Sirius will be followed next week by a week-long National
Press Club conference on UFOs headed by six former Congress members -- and the
film itself will be shown again in Charlottesville in early May. I think Reason’s
Ron Bailey should attend and tell us how it goes. He likes energy issues and biotech.
•What with next week also bringing the Toronto premiere of
the much-touted, evidence-or-bust, we-mean-it-this-time,
we’ll-shut-our-websites-down-if-it-ain’t-real documentary Shooting Bigfoot...
•and with reckless conspiracy theorists like Alex Jones
pushing the idea that Craft International mercenaries were not merely running a
drill but were in fact the real perps in Boston (those fellows in tan pants who
were in a front-page photo on the Times this Sunday with no explanatory caption
at all and were formerly run by recently-murdered sniper Chris Kyle)...
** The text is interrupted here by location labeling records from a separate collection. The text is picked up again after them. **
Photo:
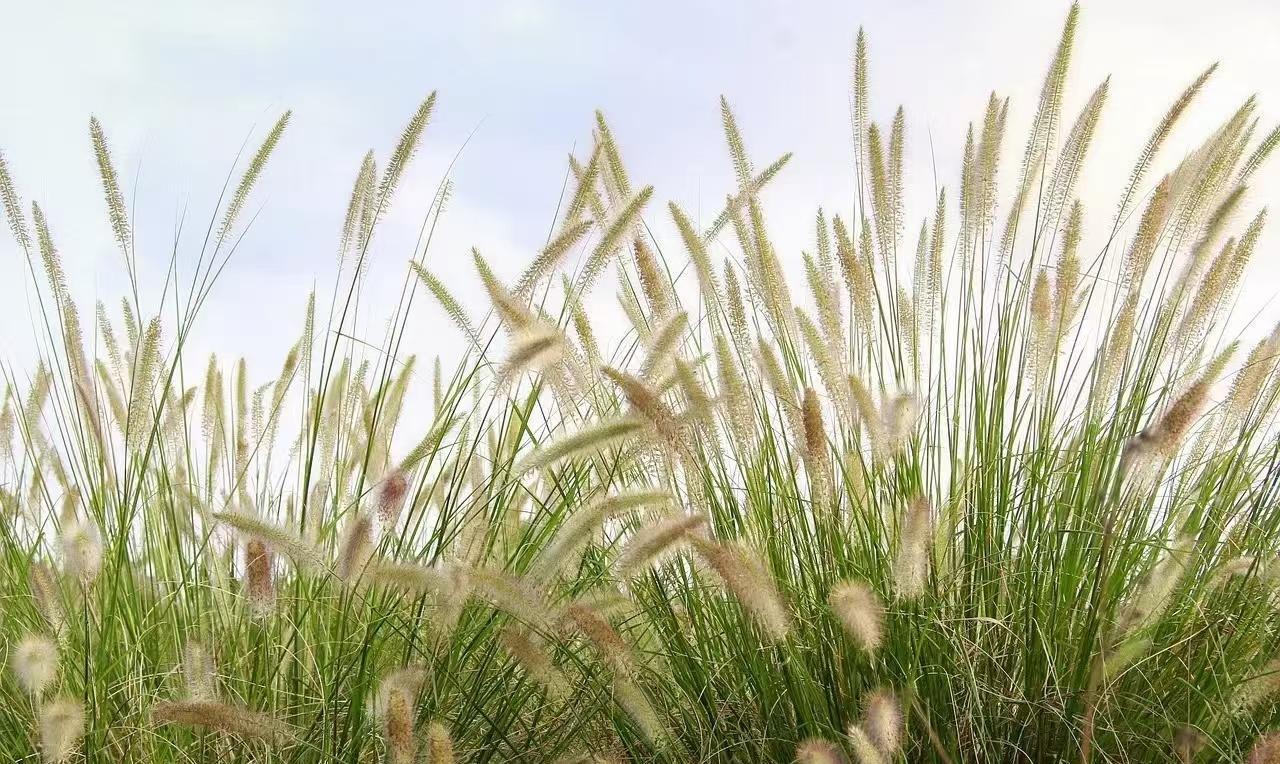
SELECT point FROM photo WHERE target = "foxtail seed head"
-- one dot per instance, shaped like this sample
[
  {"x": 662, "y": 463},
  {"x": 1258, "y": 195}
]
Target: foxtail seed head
[
  {"x": 35, "y": 662},
  {"x": 860, "y": 612},
  {"x": 62, "y": 726}
]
•not to mention Vice President Biden (like George H.W. Bush
before him) using the phrase “New World Order” in a speech without seeming to
notice that’s like waving a red cape in front of conspiracy theorists...
...April has been an incredibly bountiful month for people
who allege cover-ups. I am less
paranoid, prone to see a world of screw-ups and disasters rather than
conspiracies and extraterrestrials.
However, reality has a tendency to get almost as weird as the conspiracy theories if you look at it
closely enough, and it is with that in mind, post-Boston, that I find myself
marveling again at one nice, cleanly-written paragraph from the 1996 memoir From the Shadows (p. 349) by CIA man
turned Defense Secretary Robert Gates, which
I blogged about last month. The book
was written five years before 9/11/01, and I think it’s safe to say that this is the haunting paragraph where al
Qaeda happens, with all the same ambiguity about the degree of U.S.
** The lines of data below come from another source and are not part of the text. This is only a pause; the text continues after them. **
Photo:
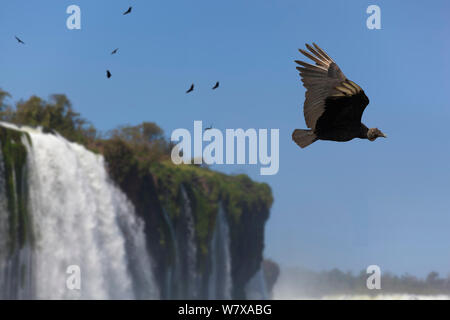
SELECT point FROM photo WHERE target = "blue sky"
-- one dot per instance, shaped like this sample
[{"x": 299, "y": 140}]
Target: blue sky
[{"x": 345, "y": 205}]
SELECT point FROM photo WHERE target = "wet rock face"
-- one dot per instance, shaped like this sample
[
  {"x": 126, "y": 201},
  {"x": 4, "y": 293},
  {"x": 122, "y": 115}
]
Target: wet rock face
[
  {"x": 180, "y": 207},
  {"x": 197, "y": 250}
]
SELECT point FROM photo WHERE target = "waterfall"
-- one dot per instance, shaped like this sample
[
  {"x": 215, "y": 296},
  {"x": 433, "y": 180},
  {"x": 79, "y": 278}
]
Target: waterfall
[
  {"x": 173, "y": 277},
  {"x": 256, "y": 288},
  {"x": 220, "y": 276},
  {"x": 79, "y": 218},
  {"x": 190, "y": 249}
]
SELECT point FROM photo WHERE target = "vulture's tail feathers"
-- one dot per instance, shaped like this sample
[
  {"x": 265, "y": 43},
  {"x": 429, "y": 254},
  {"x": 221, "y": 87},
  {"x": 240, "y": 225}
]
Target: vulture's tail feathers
[{"x": 303, "y": 137}]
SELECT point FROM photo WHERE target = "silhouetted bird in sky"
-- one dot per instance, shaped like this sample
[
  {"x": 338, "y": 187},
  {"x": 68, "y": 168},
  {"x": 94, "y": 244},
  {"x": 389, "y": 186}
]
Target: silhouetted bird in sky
[
  {"x": 128, "y": 11},
  {"x": 19, "y": 40},
  {"x": 191, "y": 88},
  {"x": 333, "y": 106}
]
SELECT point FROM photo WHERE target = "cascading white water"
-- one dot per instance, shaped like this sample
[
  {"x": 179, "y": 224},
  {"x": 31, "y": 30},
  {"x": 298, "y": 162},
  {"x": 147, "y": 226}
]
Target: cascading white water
[
  {"x": 173, "y": 276},
  {"x": 220, "y": 276},
  {"x": 193, "y": 280},
  {"x": 80, "y": 218}
]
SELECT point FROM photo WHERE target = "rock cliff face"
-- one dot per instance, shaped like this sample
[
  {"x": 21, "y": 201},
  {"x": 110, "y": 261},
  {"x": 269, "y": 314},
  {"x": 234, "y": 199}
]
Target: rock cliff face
[
  {"x": 204, "y": 230},
  {"x": 180, "y": 205}
]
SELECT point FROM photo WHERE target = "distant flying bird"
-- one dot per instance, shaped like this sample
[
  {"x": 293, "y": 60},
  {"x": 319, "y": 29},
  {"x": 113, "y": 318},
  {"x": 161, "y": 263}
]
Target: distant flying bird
[
  {"x": 19, "y": 40},
  {"x": 128, "y": 11},
  {"x": 334, "y": 105},
  {"x": 191, "y": 88}
]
negligence in its formation that people still bicker about a decade after 9/11:
It was during this
period that we began to learn of a significant increase in the number of Arab
nationals from other countries who had traveled to Afghanistan to fight in the
Holy War against the Soviets. They came
from Syria, Iraq, Algeria, and elsewhere, and most fought with the Islamic
fundamentalist Muj groups, particularly that headed by Abdul Rasul Sayyaf. We examined ways to increase their
participation, perhaps in the form of some sort of “international brigade,” but
nothing came of it. Years later, these
fundamentalist fighters trained by the Mujahedin in Afghanistan would begin to
show up around the world, from the Middle East to New York City, still fighting
their Holy War -- only now including the United States among their
enemies. Our mission was to push the
Soviets out of Afghanistan. We expected
post-Soviet Afghanistan to be ugly, but never considered that it would become a
haven for terrorists operating worldwide.
Again, that was written in 1996, as was this sentence two
chapters later about eventual Deputy Director of CIA Dick Kerr, which you might
want to visualize any time you ask
yourself what the CIA heads were really up to while all this was going on:
Kerr was a first-rate
intelligence professional, a good friend, and had a wonderful -- though at
times bizarre -- sense of humor (such as dressing up in a gorilla suit and
riding a motorcycle around posh Great Falls, Virginia).
Sleep soundly, America, and don’t worry about
extraterrestrials or terrorists. You
have protectors.
P.S. Oh, and while we’re at it (lest we think either
ideology or conspiracy divides the world into tidy camps), given how tenuous my
ties to the political establishment are and how limited my inside info is, I’m
surely not the only one who has pretty good reason to believe the U.S. was
using that Benghazi embassy as a CIA base -- but shouldn’t hawkish
conservatives really be the last
people pressing a presidential administration to publicly divulge all its info
on such a sensitive operation?
I’m just throwing that thought out there without any real
partisan stake in the question one way or the other.